There are, inevitably, domestic Dutch pressures to shift policy back towards the Anglo-French approach. The Christian Democrats and the centre-right VVD, Labour's partner in the country's so-called "Purple Coalition" government have always regarded the policy warily and would certainly oppose any further liberalisation measures. But the shift to the left in May's general election means van der Ploeg may be able to accomplish one cherished project - allowing domestic cannabis producers to supply coffee shops.
The cultivation of cannabis remains illegal in the Netherlands - but has, with the application of traditional horticultural skills, become an important business producing a high-quality plant - with the Super Skunk brand particularly prized. "There are four different varieties, varying from one which gets you high to one which blows your head off," explains van der Ploeg.
He argues that it is illogical to ban these producers, who could be regulated and taxed, from supplying the coffee shops. He believes that he can attract enough support from minority leftwing groups to push his view through. "Sometimes it is possible to do deals with parties outside the coalition to get a policy your coalition partners do not want. It is a bit like committing adultery," he explains.

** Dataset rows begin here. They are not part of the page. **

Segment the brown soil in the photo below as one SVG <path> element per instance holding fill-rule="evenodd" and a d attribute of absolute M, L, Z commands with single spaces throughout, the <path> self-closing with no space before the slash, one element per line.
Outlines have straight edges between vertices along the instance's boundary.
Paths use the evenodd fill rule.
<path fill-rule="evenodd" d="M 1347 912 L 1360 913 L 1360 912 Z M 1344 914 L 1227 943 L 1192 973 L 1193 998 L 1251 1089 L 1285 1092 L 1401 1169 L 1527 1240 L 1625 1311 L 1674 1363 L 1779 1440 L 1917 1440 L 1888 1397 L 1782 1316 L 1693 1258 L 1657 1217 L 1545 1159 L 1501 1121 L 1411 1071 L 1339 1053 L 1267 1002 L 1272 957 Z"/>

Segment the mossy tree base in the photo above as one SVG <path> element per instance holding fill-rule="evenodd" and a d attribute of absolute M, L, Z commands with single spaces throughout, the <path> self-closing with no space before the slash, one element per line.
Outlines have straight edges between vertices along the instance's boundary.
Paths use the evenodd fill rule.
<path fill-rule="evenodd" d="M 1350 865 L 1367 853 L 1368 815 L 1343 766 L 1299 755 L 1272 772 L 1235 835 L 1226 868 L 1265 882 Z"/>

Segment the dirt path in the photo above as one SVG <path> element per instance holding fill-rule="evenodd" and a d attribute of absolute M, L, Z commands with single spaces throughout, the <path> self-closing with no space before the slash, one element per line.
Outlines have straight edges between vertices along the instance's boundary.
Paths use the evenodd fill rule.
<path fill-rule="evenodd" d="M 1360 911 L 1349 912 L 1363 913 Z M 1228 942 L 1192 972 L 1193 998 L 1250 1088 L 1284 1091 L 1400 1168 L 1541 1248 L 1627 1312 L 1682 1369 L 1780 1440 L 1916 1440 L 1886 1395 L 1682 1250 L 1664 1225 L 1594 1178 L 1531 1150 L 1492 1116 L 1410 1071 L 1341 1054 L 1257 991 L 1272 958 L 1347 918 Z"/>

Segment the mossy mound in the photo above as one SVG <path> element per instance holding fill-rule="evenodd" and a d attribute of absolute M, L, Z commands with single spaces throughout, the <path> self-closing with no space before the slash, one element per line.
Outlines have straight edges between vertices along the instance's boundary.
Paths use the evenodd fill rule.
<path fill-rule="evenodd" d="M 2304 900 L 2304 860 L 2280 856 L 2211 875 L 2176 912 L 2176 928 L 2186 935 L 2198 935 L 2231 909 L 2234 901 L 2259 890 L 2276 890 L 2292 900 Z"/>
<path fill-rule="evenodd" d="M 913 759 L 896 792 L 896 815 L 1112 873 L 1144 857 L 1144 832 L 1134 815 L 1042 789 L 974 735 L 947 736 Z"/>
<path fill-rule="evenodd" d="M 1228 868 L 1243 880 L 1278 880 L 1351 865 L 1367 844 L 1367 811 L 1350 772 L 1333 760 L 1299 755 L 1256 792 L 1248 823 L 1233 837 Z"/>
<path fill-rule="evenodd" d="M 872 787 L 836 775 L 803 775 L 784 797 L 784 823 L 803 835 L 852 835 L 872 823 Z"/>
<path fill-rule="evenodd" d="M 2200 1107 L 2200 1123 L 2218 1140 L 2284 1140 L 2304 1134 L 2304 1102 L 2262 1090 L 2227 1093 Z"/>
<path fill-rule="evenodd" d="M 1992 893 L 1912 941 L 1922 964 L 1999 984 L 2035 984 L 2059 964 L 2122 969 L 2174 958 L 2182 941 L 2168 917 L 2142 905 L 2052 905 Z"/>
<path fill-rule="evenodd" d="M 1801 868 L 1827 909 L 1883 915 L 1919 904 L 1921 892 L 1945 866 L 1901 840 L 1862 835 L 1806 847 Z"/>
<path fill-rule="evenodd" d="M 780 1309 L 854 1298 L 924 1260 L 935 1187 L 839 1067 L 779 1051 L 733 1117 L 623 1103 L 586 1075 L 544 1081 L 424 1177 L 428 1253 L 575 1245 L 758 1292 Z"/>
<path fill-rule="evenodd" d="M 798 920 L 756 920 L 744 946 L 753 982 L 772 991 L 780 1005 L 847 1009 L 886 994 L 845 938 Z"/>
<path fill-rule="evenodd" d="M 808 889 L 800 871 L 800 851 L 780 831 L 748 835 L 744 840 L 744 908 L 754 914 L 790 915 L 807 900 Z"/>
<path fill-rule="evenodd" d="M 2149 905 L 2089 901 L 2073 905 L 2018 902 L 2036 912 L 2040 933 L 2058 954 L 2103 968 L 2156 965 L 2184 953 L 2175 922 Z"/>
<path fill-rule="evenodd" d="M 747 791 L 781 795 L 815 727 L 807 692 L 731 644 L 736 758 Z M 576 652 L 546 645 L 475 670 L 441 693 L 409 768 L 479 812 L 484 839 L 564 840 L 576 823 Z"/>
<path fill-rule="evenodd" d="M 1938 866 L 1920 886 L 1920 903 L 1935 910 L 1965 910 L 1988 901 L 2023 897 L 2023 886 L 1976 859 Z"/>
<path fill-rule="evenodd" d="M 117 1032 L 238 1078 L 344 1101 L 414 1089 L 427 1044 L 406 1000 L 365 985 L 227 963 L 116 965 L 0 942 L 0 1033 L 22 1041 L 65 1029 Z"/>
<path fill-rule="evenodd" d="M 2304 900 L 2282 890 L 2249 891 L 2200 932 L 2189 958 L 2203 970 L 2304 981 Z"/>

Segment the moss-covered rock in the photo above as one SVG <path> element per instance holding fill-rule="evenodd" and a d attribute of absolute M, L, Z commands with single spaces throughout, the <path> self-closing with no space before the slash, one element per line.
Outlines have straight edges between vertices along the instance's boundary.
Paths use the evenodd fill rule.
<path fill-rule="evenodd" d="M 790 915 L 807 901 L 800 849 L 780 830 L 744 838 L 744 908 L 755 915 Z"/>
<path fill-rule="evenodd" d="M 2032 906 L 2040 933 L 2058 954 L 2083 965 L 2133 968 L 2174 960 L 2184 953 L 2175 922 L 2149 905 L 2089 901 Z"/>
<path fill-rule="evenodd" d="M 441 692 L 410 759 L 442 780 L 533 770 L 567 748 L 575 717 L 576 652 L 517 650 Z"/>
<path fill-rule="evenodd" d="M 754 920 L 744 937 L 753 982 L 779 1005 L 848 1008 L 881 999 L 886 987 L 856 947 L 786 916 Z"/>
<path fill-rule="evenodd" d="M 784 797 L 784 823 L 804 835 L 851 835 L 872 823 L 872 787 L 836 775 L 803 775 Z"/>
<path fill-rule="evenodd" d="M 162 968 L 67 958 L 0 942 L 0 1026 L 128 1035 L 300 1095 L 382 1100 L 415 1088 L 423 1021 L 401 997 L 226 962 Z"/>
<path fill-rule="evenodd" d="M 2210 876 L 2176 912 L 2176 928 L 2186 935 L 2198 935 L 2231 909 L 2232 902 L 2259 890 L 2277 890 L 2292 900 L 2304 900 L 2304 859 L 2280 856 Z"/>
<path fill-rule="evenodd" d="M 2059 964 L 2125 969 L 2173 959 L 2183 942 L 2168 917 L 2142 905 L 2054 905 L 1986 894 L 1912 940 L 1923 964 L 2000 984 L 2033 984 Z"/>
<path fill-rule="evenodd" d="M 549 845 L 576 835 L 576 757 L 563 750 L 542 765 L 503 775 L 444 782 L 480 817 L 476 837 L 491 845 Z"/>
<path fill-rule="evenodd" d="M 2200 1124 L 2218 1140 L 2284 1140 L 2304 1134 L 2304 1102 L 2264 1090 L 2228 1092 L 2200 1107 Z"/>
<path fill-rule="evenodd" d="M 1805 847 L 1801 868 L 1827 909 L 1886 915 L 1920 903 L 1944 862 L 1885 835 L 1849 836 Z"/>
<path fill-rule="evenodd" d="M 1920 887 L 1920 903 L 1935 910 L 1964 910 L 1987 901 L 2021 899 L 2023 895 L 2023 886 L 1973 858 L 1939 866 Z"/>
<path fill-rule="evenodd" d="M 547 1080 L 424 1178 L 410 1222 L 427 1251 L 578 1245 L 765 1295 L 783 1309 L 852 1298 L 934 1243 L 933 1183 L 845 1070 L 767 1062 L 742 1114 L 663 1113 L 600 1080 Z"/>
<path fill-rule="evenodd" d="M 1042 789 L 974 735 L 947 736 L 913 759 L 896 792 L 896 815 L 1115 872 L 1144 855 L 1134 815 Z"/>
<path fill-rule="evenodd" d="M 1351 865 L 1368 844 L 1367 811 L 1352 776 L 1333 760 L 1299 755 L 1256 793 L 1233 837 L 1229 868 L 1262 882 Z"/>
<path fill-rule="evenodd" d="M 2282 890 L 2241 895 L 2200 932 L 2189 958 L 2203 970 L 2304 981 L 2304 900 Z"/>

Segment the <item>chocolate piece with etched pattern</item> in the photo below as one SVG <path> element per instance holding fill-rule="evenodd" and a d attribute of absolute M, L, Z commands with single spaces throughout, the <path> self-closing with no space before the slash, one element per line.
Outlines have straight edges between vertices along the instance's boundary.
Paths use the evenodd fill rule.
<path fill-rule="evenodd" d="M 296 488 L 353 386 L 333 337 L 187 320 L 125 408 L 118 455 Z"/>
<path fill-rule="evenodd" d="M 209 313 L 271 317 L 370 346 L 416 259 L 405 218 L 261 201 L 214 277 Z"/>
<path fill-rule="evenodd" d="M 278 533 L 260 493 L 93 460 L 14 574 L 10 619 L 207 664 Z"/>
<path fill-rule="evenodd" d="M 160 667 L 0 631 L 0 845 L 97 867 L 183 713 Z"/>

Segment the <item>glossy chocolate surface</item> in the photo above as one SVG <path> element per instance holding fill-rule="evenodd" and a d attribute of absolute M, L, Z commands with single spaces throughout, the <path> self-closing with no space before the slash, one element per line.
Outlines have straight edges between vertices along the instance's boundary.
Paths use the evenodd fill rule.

There are more serious worries about the way the Netherlands has become a significant ecstasy-manufacturing and trading centre. "I am ashamed of this." But again the preferred response is pragmatic rather than retributive - to ensure that supplies of the drug are analysed medically before raves, with the aim of avoiding the tragedies that have followed the sale of impure tablets.
So will we ever see coffee shops and a tolerant drugs policy in the UK? "One thing it should not be described as is legalisation. If you start with that word you will frighten people off. But I don't doubt that Britain could adapt - it seems to me to be an essentially tolerant society, which has been able to accommodate, for instance, ethnic minorities and gays."
He even points to a possible future for Britain as a world leader in research on the medical uses of cannabis, noting that Dutch company Horta Pharm has been granted a licence to export cannabis seeds for use by British company GW pharmaceuticals.
He is less sanguine about the prospects for France. "I find it hard to imagine the country that has the gendarmerie making the necessary adjustments," he says.